In this verse foretelling the tenth plague, we learn when it is to take place: kachatzot, “at (or toward, or around) midnight”. But a chapter later we find it occurred bachatzi halaylah, “in the middle of the night’”(12:29).
Are these just different ways of saying the same thing? "In the middle of the night” seems rather vague, whereas perhaps “midnight” is a precise moment.
The medieval bible commentators compare the two terms, chatzot and chatzi halaylah, but Ibn Ezra makes an additional comment about the time. He notes the difficulty of knowing exactly when midday occurs, but that the precise moment of midnight is even harder to discern.
Ibn Ezra, who lived in the early 12th century, was a Bible commentator, poet and a grammarian, but here his science is pretty good too. In theory, midday is when the sun is at its highest point in the sky. Ignoring the fact that if the sun is directly overhead for you – what you might call “noon” – then a few miles west of you it won’t be noon by that definition for another minute, at least something notionally happens at midday, when shadows are shortest.
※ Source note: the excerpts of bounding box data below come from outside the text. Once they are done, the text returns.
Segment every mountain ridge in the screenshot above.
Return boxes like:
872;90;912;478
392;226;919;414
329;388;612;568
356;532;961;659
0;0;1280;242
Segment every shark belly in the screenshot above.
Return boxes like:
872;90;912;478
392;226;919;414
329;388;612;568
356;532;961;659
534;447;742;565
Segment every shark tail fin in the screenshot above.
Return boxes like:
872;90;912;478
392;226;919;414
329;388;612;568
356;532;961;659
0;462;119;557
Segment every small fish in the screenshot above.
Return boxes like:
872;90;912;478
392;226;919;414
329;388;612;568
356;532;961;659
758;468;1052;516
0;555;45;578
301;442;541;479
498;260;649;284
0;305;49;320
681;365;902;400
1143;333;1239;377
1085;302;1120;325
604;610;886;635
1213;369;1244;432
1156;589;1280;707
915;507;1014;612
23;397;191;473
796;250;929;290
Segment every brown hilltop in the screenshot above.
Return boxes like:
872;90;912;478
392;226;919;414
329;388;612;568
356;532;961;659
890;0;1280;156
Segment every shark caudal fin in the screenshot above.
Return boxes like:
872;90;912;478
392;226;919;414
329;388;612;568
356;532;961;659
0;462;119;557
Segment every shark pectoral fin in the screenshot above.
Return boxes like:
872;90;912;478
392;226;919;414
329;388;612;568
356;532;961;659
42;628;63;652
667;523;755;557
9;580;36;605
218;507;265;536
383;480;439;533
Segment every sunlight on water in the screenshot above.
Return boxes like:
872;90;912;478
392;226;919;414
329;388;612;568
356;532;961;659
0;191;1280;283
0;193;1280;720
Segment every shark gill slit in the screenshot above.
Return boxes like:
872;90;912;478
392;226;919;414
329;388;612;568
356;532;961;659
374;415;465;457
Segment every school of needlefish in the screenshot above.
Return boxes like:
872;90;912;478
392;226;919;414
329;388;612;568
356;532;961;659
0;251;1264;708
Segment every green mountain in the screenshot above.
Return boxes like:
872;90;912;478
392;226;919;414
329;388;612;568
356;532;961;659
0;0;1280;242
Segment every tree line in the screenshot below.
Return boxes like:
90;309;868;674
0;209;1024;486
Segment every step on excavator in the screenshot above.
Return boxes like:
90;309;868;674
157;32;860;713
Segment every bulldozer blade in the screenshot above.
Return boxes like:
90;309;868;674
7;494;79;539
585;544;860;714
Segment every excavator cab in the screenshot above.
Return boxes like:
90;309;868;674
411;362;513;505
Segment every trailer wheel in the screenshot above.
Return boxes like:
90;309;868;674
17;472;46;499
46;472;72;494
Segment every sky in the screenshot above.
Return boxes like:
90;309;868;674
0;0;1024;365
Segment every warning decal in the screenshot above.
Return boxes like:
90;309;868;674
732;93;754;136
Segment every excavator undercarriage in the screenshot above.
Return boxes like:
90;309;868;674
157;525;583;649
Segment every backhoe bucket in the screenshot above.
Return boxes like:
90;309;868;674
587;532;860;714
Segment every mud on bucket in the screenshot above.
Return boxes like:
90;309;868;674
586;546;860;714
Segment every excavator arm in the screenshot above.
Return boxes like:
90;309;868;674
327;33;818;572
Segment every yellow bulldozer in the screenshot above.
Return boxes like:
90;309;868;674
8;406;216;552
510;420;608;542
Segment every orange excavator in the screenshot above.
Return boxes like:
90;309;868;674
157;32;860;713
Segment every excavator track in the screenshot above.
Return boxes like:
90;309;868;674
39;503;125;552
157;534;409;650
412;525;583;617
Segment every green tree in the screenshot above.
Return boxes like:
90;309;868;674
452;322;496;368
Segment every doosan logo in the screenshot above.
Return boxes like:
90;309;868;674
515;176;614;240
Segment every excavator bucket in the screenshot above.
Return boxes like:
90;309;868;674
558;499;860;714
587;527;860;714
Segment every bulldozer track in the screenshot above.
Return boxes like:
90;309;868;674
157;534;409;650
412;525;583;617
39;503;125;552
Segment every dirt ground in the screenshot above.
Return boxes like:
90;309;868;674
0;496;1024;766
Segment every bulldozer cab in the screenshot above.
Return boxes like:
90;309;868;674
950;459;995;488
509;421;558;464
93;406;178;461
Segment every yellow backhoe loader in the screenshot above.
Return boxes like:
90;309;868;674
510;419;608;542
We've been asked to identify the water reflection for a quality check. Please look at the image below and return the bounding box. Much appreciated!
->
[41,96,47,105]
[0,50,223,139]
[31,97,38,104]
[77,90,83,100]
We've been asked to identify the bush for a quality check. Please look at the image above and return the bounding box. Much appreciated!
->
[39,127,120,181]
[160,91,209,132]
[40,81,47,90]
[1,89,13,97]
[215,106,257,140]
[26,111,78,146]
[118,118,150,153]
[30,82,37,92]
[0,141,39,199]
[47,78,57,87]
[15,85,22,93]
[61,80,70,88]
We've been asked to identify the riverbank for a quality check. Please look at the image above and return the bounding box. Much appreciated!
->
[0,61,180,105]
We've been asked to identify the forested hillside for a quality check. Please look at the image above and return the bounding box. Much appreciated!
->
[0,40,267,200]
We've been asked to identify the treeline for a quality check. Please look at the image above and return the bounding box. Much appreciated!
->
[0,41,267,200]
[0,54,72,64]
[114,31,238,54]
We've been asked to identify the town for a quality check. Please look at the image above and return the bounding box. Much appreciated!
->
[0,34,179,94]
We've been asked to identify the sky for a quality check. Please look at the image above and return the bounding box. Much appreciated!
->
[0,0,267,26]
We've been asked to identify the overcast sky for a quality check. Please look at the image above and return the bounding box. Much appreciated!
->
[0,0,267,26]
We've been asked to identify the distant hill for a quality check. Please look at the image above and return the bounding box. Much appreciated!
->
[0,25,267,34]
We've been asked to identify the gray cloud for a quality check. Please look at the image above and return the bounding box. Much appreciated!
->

But nothing happens at midnight. Midnight is the moment when the sun is directly overhead at the place on exactly the other side of the world from where you’re standing. How do you see when that happens?
Some moments are self-evident. Something happens and we give it a name. Sun-rise is sunrise. But other moments, as Ibn Ezra teaches us, are harder to pinpoint.
The clocks and watches that rule our lives fool us into thinking that mid-day is at 12 noon, and that mid-night is more than our own invention. But just because we have to invent midnight, perhaps arbitrarily define it, that doesn’t mean that that there isn’t a moment that really is the middle of the night. Even if we aren’t aware of it, at some point during the night, next morning becomes closer than last night.
There’s a certain arbitrariness about when we say midnight happens but that doesn’t mean there’s no midnight. Some people can point to the moment at which they fell in love yet for others there’s a certain arbitrariness to saying when it was, but that doesn’t mean that they didn’t fall in love.
And there’s a certain arbitrariness about how each of us tries to conceive of God, but that doesn’t mean there’s no God. Not being able to pinpoint something doesn’t mean it’s not there.